The polyimide precursor solution was imidized on a glass substrate in the same manner as in example B1, and the obtained polyimide film was then peeled off from the glass substrate and dried to provide a polyimide film having a thickness of 40 μm.

Industrial applicability

According to the present invention, a polyimide film having excellent transparency and excellent mechanical properties, particularly tensile elastic modulus, breaking load and the like; also provided are a polyimide precursor and a polyimide precursor composition from which a polyimide film having excellent transparency and excellent mechanical properties, particularly tensile elastic modulus, breaking load and the like can be obtained. The polyimide film of the present invention and the polyimide film obtained from the polyimide precursor of the present invention have excellent transparency and excellent mechanical properties such as tensile elastic modulus and breaking load, and further have a low linear thermal expansion coefficient; therefore, the polyimide film can be suitably used for, for example, a cover sheet (protective film) of a display screen and a substrate for a display, a touch panel, a solar cell, and the like.

Claims

1. A polyimide film, comprising: a polyimide comprising a repeating unit represented by the following chemical formula (1) in an amount of 50 mol% or more relative to the total repeating units, or a polyimide comprising a repeating unit represented by the following chemical formula (1) and a repeating unit represented by the following chemical formula (2) in an amount of 50 mol% or more relative to the total repeating units:

[ solution 1]

Wherein the YI (yellowness index) of the film is 4 or less, the tensile elastic modulus is 4GPa or more, and the breaking load is 15N or more.
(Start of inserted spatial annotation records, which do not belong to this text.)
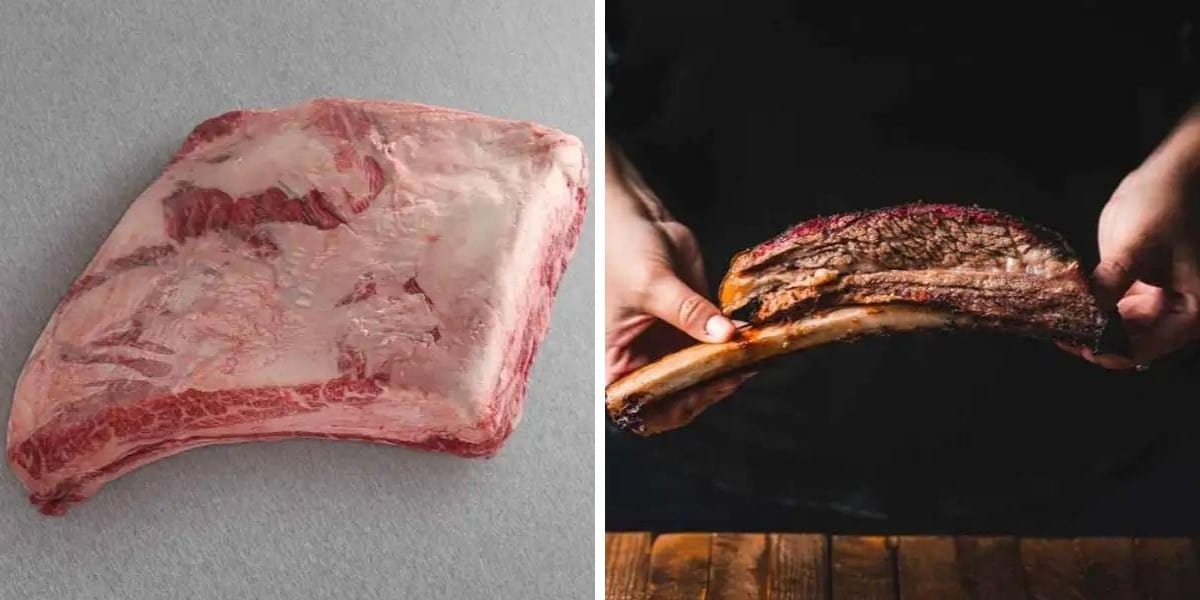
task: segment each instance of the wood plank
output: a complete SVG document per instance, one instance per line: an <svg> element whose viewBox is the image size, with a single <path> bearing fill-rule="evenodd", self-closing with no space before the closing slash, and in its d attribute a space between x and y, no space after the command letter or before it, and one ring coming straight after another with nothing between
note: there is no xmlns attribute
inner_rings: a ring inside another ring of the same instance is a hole
<svg viewBox="0 0 1200 600"><path fill-rule="evenodd" d="M895 552L882 536L835 535L830 550L834 599L894 600Z"/></svg>
<svg viewBox="0 0 1200 600"><path fill-rule="evenodd" d="M954 540L944 536L900 536L896 578L901 600L966 600Z"/></svg>
<svg viewBox="0 0 1200 600"><path fill-rule="evenodd" d="M1129 538L1080 538L1084 593L1090 600L1136 598L1133 540Z"/></svg>
<svg viewBox="0 0 1200 600"><path fill-rule="evenodd" d="M974 600L1028 598L1015 536L962 536L954 540L962 587Z"/></svg>
<svg viewBox="0 0 1200 600"><path fill-rule="evenodd" d="M650 534L610 533L604 536L605 600L646 600L650 577Z"/></svg>
<svg viewBox="0 0 1200 600"><path fill-rule="evenodd" d="M713 535L708 568L708 598L767 599L767 535Z"/></svg>
<svg viewBox="0 0 1200 600"><path fill-rule="evenodd" d="M1200 574L1192 540L1139 538L1133 541L1138 589L1145 598L1200 598Z"/></svg>
<svg viewBox="0 0 1200 600"><path fill-rule="evenodd" d="M1084 571L1073 539L1027 538L1020 542L1030 596L1037 600L1084 600Z"/></svg>
<svg viewBox="0 0 1200 600"><path fill-rule="evenodd" d="M767 540L767 598L829 598L829 542L824 535L772 534Z"/></svg>
<svg viewBox="0 0 1200 600"><path fill-rule="evenodd" d="M649 596L654 600L707 599L713 535L659 535L650 550Z"/></svg>

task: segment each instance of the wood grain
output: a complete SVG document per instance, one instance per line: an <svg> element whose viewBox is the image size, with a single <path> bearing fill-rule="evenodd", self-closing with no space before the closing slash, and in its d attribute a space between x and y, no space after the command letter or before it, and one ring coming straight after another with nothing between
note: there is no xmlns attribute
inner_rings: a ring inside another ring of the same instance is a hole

2. The polyimide film of claim 1, wherein the polyimide film has a thickness of 5 μ ι η to 200 μ ι η.

3. The polyimide film according to claim 1, wherein the polyimide contains a repeating unit represented by the following chemical formula (3) in an amount of 90 mol% or more with respect to the total repeating units, or contains a repeating unit represented by the following chemical formula (3) and a repeating unit represented by the following chemical formula (4) in an amount of 90 mol% or more with respect to the total repeating units, the repeating unit represented by the following chemical formula (3) includes a repeating unit represented by the chemical formula (1), and the repeating unit represented by the following chemical formula (4) includes a repeating unit represented by the chemical formula (2):

[ solution 2]

Wherein A is₁Is a divalent group having an aromatic ring,

[ solution 3]

Wherein A is₂Is a divalent group having an aromatic ring,

4. The polyimide film according to claim 1, wherein the polyimide film has a haze of 3% or less.

5. A cover sheet for a display screen, comprising the polyimide film according to any one of claims 1 to 4.

6. A substrate for a display, a touch panel, or a solar cell, comprising the polyimide film of any one of claims 1 to 4.